Rocha works at Laredo Arts Center in Laredo, Texas, and will be joined at the talk by a collective of Laredo-based artists. The show explores the unification of cultural diversity in regions surrounding the Rio Grande, despite the river’s geographic separation between Texas and Mexico.

“The artists that are collectively working together for this exhibition, their idea was to show that the border is this cultural crossover that forms the identity of who we are as Mexican-Americans,” Juarez said. “For Syracuse, it’s important for the university and the public at large to see that bigger picture of what it means to be a Mexican-American born and raised on the border.”



The area between Laredo and Nuevo Laredo used to be somewhat permeable and allowed for more frequent travel from Mexico to the United States, Juarez said. In more recent years, however, it has become a highly militarized zone which imposes upon those who do not live on the border with an “us against them” mentality.

It is the goal of Rocha and the artist collective to dismantle this mindset and further emphasize the border as a cultural crossover, one that shapes the identities of thousands of Mexican-Americans.

“(The exhibit is) a very interesting take on not only cultural identity but also the ways in which artists work,” Juarez said. “The term we like to use in relation to that is ‘rasquachismo’ which is a term coined in Chicano philosophy.
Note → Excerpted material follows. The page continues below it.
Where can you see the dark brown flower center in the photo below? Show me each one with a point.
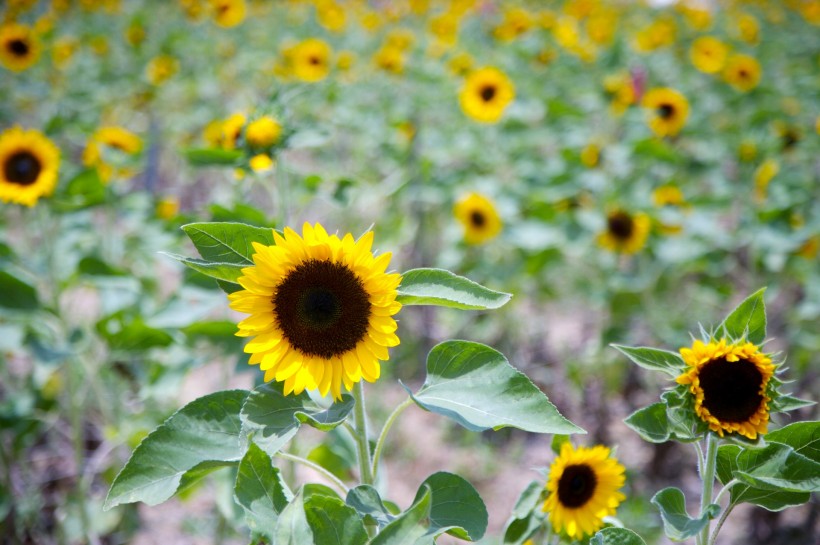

It’s this idea of mish-mashing and putting together things from all over the place.”

Rocha is intentional in his use of the words “border” and “weapon.” The title is up to interpretation by the general public, but for Rocha, it also refers to the borders that society creates and maintains, which he expressed through his artistic statement.

His exhibit aims to identify moments to connect with national and personal identity and better understand the state of our world.

“Political processes, all of the economic and migratory exchanges that happen at the border are one of the most important things in U.S. politics, overall,” said Matt Cleary, Associate Professor of political science in the Maxwell School of Citizenship and Public Affairs. “An exhibit like this can inform people and raise awareness of what the border is like.”

Cleary, whose areas of concentration include Mexican politics and Latin American culture, also noted how most Americans do not have a good understanding of the politics and relationship between Mexico and the United States because of how the border is covered in the media. Rocha’s exhibition will give voice to other people’s experiences with borders, highlight how borders are being redefined and create a spirit of pride.

“Our nation’s southern border, as with our northern border, has a distinct history,” May said. “It is a contested space and the cultural and artistic work that teases out these particularities, as Gil Rocha’s work does, touches all of us.”